This ‘Othello’ leaps out and grabs you by the neck. Suba Das’s propulsive, pruned production makes great virtue of the Rose theatre’s semi-derelict state. The audience is perched on planks around the tiny playing space, a wooden semicircle buttressing a huge, echoing, puddle-strewn vault.
The cast wear fittingly rough-cut period costume, an artfully placed mirror solves a sightline problem perfectly and, thrillingly, the action spills out into the archeological site beside us.
Dan Jones’s stupendous, ‘Delicatessen’-style lighting ratchets up the tension, and the cast create an aura of paranoia worthy of ‘Macbeth’. Nana Amoo-Gottfried is a whirlwind of fury as Othello, bearing down on Ruth Picket’s bewildered, trapped Desdemona. Conjuring the storm is Cary Crankson’s increasingly assured Iago, played as a maleficent, nastily sexed, streetwise Puck.

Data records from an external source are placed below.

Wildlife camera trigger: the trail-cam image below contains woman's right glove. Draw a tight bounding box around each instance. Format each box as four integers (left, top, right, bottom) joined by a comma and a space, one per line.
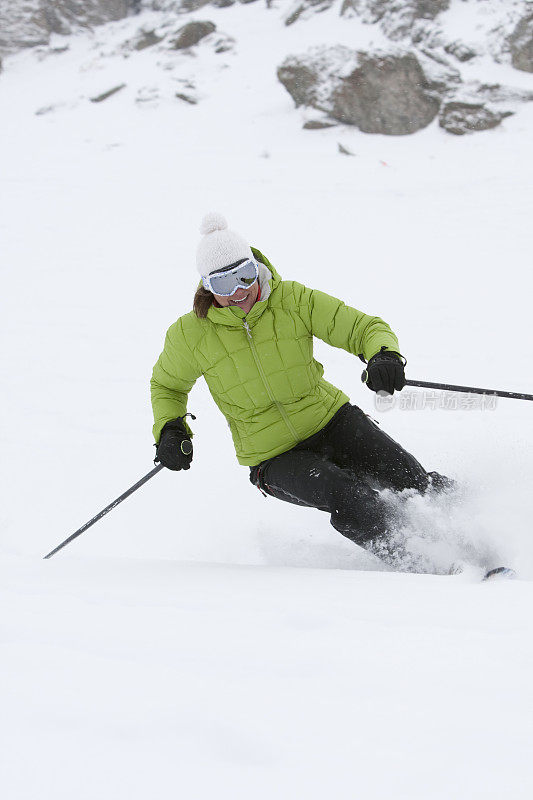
155, 418, 193, 471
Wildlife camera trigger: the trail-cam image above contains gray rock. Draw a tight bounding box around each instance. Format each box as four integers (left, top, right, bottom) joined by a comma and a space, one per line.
333, 51, 440, 133
337, 142, 355, 155
0, 1, 138, 52
340, 1, 388, 23
278, 46, 440, 135
90, 84, 126, 103
439, 102, 504, 135
278, 56, 321, 108
35, 104, 57, 115
474, 82, 533, 105
415, 48, 462, 96
341, 0, 449, 38
414, 0, 449, 20
179, 1, 211, 10
169, 21, 216, 49
45, 1, 134, 32
444, 41, 476, 63
285, 1, 335, 27
0, 1, 51, 50
175, 92, 197, 104
510, 14, 533, 73
136, 86, 159, 104
214, 36, 235, 53
303, 119, 337, 129
130, 29, 163, 51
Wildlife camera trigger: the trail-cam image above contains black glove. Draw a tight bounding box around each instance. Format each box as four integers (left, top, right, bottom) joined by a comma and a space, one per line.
155, 418, 193, 471
363, 347, 406, 395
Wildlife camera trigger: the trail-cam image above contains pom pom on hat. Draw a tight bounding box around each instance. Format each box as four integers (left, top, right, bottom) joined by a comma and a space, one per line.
196, 212, 253, 279
200, 212, 228, 236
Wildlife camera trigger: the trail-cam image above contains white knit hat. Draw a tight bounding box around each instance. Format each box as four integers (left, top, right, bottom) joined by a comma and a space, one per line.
196, 212, 253, 278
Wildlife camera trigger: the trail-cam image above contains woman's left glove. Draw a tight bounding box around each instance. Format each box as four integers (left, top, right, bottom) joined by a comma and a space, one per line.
155, 418, 193, 471
363, 348, 406, 395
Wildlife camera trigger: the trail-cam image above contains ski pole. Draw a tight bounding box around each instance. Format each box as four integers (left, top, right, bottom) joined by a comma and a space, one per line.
360, 367, 533, 402
404, 379, 533, 402
43, 463, 165, 560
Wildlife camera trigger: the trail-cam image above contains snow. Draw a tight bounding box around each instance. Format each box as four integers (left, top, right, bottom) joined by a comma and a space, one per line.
2, 555, 532, 799
1, 3, 533, 798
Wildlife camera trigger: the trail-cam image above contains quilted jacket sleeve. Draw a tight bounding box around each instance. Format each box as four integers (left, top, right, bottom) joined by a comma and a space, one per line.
150, 317, 203, 443
293, 282, 401, 362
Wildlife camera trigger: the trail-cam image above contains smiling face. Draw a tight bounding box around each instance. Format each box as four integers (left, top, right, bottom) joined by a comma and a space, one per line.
213, 279, 259, 315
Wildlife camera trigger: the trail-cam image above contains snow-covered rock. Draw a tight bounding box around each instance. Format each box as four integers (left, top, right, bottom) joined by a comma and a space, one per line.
510, 12, 533, 72
168, 20, 216, 49
341, 0, 450, 41
284, 0, 336, 27
0, 0, 139, 53
438, 101, 507, 135
124, 28, 164, 51
278, 46, 440, 135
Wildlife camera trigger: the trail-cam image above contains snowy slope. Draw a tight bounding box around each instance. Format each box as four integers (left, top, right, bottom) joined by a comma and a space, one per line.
2, 555, 532, 800
1, 3, 533, 798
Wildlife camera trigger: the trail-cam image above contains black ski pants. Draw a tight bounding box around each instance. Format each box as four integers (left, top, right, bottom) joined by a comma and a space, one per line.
250, 403, 433, 547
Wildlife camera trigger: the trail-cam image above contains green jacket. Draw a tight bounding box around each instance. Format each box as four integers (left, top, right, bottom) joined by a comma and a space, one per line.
151, 249, 400, 466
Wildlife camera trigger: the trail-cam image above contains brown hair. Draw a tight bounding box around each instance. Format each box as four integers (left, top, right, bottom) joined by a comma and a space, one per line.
193, 285, 214, 318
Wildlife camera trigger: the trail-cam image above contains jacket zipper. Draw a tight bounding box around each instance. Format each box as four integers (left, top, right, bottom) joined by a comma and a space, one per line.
243, 320, 300, 443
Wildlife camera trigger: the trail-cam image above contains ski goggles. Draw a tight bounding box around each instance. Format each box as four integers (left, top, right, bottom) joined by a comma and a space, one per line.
202, 258, 259, 297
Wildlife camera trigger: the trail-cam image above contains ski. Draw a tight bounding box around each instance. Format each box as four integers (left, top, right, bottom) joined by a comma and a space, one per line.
482, 567, 517, 582
448, 562, 518, 581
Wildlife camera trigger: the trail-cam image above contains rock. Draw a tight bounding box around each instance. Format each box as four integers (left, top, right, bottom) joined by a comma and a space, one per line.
337, 142, 355, 155
285, 1, 335, 27
0, 1, 51, 50
278, 54, 321, 107
90, 84, 126, 103
415, 49, 461, 95
169, 21, 216, 50
340, 1, 449, 39
510, 14, 533, 73
44, 0, 134, 32
474, 82, 533, 106
439, 102, 504, 135
136, 86, 159, 104
0, 0, 138, 52
333, 51, 440, 133
35, 104, 56, 115
444, 41, 477, 63
175, 92, 197, 104
278, 46, 440, 135
303, 120, 337, 129
214, 36, 235, 54
123, 29, 162, 52
340, 1, 388, 23
212, 0, 235, 6
179, 1, 211, 10
414, 0, 449, 19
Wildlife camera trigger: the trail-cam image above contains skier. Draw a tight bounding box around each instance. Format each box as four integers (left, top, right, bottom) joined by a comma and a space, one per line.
150, 213, 452, 563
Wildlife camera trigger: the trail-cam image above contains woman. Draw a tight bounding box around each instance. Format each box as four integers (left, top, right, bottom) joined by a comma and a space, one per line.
151, 213, 450, 561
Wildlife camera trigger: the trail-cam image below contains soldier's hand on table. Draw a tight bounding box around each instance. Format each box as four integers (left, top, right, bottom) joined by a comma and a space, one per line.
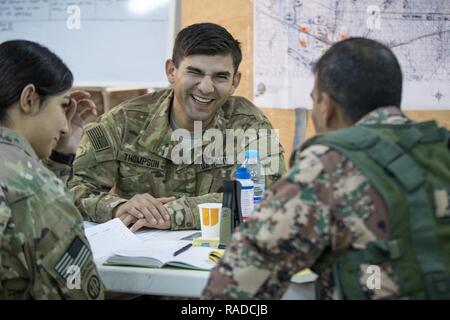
114, 211, 138, 227
128, 196, 176, 232
129, 216, 171, 232
113, 194, 176, 228
54, 90, 97, 154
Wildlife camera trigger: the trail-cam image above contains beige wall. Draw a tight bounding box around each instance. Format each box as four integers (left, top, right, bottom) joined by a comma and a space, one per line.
181, 0, 450, 168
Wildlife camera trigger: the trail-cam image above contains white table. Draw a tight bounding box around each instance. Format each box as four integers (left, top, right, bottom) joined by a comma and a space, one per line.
87, 224, 317, 299
97, 263, 317, 299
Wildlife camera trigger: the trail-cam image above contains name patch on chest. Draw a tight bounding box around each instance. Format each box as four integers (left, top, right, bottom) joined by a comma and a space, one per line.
119, 152, 163, 170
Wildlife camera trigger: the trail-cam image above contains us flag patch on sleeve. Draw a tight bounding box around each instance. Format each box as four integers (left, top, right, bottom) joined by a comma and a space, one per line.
54, 236, 91, 280
86, 125, 111, 152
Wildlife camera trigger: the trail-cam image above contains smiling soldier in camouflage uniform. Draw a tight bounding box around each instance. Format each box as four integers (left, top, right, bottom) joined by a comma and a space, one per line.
69, 23, 286, 231
202, 38, 450, 300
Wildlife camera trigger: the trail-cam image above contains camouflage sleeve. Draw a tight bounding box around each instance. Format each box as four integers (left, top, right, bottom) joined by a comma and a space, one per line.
0, 190, 104, 299
0, 187, 11, 249
44, 159, 72, 185
202, 145, 332, 299
68, 112, 127, 223
165, 193, 223, 230
264, 146, 286, 187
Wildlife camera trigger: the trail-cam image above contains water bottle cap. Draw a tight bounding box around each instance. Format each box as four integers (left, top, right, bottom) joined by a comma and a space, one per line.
236, 167, 251, 179
245, 149, 259, 159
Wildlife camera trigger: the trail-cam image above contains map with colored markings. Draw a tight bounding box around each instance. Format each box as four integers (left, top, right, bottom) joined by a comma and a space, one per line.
254, 0, 450, 109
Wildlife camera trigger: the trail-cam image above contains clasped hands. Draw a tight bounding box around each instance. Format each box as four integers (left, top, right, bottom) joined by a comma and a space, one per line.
113, 194, 176, 232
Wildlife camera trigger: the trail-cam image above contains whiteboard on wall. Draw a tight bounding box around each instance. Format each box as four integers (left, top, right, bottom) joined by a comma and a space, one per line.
0, 0, 177, 87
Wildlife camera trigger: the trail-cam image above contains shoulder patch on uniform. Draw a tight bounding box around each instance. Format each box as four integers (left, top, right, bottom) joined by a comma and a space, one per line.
85, 125, 111, 152
54, 236, 91, 281
86, 274, 102, 299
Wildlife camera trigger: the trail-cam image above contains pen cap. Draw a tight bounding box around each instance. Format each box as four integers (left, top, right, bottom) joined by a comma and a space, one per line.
173, 243, 192, 256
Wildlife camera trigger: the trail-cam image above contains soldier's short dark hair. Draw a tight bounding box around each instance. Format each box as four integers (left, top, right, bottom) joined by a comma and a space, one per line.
172, 22, 242, 73
0, 40, 73, 123
313, 37, 403, 123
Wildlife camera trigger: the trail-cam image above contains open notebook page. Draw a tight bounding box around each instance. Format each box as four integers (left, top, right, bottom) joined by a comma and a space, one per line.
108, 240, 217, 270
84, 218, 142, 261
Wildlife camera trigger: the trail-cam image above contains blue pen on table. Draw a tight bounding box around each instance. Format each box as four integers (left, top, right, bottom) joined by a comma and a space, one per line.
173, 243, 193, 256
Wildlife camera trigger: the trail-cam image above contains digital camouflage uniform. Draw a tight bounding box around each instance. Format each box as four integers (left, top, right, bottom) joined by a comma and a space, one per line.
202, 107, 450, 300
0, 127, 104, 299
69, 88, 286, 230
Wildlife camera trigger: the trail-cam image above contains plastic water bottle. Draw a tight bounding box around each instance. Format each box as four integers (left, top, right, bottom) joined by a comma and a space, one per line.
235, 167, 254, 220
244, 149, 265, 205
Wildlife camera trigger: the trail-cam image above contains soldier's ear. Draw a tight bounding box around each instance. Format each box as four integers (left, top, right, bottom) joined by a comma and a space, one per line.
230, 71, 241, 94
321, 93, 349, 130
321, 92, 337, 128
165, 59, 177, 85
19, 84, 40, 115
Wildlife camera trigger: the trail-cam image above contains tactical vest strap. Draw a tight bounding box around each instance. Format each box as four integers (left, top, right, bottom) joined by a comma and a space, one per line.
365, 137, 425, 192
397, 126, 423, 150
407, 189, 450, 298
353, 126, 450, 299
446, 130, 450, 150
418, 125, 447, 143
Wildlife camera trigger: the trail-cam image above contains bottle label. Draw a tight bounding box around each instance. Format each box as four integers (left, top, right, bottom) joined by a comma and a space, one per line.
241, 187, 254, 219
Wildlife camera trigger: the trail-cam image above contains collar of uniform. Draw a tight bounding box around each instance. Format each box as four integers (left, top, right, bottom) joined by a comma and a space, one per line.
0, 126, 38, 160
137, 88, 230, 160
137, 88, 174, 159
205, 103, 228, 133
356, 106, 411, 126
189, 107, 228, 165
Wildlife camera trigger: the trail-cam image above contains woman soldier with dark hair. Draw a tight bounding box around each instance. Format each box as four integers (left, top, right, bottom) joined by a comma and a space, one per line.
0, 40, 104, 299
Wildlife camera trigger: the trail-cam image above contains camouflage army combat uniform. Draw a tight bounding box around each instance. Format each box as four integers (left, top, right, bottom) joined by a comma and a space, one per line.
202, 107, 450, 300
69, 88, 286, 230
0, 127, 104, 299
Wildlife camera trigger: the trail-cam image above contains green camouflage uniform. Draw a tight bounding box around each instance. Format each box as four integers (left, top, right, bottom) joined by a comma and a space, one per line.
202, 107, 450, 300
0, 127, 104, 299
69, 88, 286, 230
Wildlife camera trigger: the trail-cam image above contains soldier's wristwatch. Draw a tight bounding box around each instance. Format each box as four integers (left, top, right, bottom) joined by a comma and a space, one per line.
50, 150, 76, 165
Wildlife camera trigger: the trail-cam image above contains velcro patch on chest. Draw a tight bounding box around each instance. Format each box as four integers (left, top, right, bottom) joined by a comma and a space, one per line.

And Richard Kiess delivers a faultless comic performance as the foppish Roderigo.
It’s a huge shame that, in his quest to streamline the play, Das leaves out far too much of Cassio, including one crucial scene – Othello’s witnessing of the handkerchief in Cassio’s hand.
And at such close range, the jealous raging could use some modulation. But this is a bold, brilliant achievement: a compulsive ‘Othello’ of nightmarish conviction.